Citadel Securities fined for inaccurate reports of 6.5M equity sale transactions
A system issue that affected trade reporting has turned out to be expensive for Citadel Securities LLC, as the firm has agreed to pay a $180,000 fine as a part of a settlement with the United States Financial Industry Regulatory Authority (FINRA) concerning inaccurate reporting.
The violations of FINRA rules occurred between September 14, 2015 and July 21, 2016.
On September 14, 2015, Citadel Securities released a new system designed to implement the new order marking and trade reporting methodologies required pursuant to Regulation SHO FAQ 2.5 and FINRA Trade Reporting FAQ 407.13, respectively. However, the firm inadvertently omitted one of its execution systems as part of the release, and thus reported trades using the historical methodology.
This omission caused Citadel Securities to report 6.5 million short sale equity transactions to the TRF without the short sale indicator. The firm remediated the issue on July 21, 2016 after FINRA notified the firm of the issue. The 6.5 million trade reporting violations represented approximately 4-6% of Citadel Securities’ daily reported trades during the period from September 14, 2015 through July 21, 2016.
This way, Citadel Securities violated FINRA Rules 6182 and 2010.
In addition, between September 14, 2015 and July 21, 2016, Citadel Securities reported approximately 6,660 long sale trades to the TRF with a short sale indicator as a result of the system issue. Therefore, Citadel Securities violated FINRA Rules 7230A(d) and 2010.

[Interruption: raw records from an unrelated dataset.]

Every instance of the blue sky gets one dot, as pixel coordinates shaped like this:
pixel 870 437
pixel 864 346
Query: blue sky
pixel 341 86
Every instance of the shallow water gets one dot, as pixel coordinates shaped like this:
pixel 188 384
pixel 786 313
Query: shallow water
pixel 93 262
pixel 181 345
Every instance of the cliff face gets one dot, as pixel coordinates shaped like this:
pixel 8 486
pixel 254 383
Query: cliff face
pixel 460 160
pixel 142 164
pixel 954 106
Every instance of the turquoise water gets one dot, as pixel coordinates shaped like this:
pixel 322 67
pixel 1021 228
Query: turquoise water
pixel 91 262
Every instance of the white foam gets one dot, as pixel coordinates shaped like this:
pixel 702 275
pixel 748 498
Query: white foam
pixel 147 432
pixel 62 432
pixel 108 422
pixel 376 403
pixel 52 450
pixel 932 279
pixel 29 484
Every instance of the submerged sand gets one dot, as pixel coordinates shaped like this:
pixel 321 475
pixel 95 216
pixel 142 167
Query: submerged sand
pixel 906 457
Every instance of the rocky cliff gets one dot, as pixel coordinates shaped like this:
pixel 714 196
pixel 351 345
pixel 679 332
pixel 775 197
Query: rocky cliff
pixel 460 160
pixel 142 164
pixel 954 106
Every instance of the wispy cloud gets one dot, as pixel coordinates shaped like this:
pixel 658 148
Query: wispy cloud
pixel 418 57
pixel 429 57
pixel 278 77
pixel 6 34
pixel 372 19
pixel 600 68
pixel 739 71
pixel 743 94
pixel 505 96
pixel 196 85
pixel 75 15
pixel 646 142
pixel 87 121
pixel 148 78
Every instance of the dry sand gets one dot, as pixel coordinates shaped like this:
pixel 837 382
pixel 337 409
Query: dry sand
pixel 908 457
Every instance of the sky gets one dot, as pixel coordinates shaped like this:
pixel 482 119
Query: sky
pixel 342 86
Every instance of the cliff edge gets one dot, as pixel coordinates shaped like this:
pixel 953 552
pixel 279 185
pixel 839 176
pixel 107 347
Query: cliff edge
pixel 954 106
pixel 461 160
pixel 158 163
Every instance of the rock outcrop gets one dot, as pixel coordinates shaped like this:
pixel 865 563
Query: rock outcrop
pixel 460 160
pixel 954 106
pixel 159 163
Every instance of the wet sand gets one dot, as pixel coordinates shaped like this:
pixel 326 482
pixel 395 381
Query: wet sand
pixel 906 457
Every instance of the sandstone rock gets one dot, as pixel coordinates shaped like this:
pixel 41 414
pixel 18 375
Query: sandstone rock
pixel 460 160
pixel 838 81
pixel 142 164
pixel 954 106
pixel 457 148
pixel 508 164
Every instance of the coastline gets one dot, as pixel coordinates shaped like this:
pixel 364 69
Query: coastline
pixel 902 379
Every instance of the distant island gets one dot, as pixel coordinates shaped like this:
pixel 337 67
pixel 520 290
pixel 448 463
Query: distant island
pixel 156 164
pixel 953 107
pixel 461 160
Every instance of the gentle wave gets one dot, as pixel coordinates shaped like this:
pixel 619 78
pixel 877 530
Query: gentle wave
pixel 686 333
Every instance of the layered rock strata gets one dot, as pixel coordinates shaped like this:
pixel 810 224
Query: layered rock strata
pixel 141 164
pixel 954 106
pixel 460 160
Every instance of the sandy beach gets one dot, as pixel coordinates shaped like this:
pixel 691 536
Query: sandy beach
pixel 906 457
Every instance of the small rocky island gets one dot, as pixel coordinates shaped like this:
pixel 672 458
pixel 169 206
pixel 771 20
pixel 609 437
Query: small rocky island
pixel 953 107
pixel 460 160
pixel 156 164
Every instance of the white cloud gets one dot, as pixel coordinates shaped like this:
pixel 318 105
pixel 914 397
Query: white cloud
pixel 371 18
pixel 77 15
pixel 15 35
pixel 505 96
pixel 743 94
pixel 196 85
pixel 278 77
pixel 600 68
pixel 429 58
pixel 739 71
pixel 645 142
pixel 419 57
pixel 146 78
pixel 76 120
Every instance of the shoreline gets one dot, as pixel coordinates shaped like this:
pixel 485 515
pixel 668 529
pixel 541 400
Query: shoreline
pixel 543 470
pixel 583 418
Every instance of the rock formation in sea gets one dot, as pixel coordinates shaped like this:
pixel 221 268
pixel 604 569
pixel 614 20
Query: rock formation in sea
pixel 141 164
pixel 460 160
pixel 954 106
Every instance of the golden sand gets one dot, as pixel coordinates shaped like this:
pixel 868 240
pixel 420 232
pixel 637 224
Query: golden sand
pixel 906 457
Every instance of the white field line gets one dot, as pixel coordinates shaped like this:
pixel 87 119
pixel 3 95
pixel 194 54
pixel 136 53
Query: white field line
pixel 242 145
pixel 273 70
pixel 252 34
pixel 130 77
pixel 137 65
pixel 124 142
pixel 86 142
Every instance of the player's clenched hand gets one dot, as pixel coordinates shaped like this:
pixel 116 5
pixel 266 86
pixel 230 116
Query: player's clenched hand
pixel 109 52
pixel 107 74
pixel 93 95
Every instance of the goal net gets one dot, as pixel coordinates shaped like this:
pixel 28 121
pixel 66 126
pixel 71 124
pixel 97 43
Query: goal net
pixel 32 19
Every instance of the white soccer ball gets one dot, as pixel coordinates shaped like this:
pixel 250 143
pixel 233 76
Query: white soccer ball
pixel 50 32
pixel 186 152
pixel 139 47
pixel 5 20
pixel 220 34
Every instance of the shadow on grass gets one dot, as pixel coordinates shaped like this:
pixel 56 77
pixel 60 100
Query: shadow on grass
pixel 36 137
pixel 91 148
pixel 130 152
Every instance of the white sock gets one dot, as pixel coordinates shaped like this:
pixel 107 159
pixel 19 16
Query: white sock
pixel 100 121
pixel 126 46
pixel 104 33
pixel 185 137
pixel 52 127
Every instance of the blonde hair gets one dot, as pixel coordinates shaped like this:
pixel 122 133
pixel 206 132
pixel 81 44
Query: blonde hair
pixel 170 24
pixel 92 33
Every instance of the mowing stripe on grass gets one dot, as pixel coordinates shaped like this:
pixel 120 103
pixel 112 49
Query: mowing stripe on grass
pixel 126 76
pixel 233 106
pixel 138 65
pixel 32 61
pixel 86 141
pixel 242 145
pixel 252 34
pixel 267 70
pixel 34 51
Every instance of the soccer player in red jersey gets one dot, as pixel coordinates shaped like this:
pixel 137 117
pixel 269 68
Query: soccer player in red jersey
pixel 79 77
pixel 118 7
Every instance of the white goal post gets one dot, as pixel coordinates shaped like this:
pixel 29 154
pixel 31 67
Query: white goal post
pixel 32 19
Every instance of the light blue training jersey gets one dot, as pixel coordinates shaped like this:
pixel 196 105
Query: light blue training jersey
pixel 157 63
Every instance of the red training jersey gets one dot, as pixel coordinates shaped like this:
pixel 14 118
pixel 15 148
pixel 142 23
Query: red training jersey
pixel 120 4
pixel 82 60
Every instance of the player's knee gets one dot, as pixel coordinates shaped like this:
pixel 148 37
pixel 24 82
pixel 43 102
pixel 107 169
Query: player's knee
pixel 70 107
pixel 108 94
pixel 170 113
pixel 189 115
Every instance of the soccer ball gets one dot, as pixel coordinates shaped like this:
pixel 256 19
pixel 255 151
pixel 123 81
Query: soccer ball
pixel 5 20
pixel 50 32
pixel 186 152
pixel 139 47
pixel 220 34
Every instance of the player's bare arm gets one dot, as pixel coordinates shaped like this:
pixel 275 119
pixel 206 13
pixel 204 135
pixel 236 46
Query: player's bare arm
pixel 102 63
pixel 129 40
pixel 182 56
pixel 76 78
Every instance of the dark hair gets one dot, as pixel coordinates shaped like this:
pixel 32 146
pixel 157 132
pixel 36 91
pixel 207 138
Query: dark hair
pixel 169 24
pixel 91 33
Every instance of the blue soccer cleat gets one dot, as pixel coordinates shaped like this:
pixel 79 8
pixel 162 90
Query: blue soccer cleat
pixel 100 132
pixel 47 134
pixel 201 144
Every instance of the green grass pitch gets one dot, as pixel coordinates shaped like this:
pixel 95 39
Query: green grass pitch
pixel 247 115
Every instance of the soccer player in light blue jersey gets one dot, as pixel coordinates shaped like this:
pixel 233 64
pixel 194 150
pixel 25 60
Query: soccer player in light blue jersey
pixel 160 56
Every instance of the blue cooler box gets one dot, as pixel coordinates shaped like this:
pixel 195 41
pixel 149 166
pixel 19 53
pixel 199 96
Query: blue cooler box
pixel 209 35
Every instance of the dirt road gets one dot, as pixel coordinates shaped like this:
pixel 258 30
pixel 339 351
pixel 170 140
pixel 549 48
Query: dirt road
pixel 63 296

Finally, Citadel Securities’ supervisory system, including its written supervisory procedures, was not reasonably designed to achieve compliance with short sale indicator reporting pursuant to FINRA Rules 6182 and 7230A(d). Between September 14, 2015 and July 21, 2016, Citadel Securities conducted end of day reviews for the accuracy of short sale transaction reporting, but these reviews did not include trades effected through all of its execution systems. Even if Citadel Securities had included all execution systems in its supervisory reviews, it would not have reviewed the misreported transactions for short sale reporting requirements because the supervisory reviews only looked at order activity covered by Regulation SHO.
Unlike FINRA’s trade reporting rules, Regulation SHO did not apply to the misreported transactions because Regulation SHO mandates the marking of sell orders and here the misreported transactions were limited to the execution of incoming orders rather than order entry or routing. Citadel Securities addressed the deficiencies in its WSPs in July 2016 after FINRA brought the issue to its attention.
Consequently, between September 14, 2015 and July 21, 2016, Citadel Securities did not have in place a supervisory system, including WSPs, reasonably designed to achieve compliance with FINRA Rules 6182 and 7230A(d) in violation of FINRA Rules 3110(a) and (b) and 2010.
On top of the fine, the firm has consented to a censure.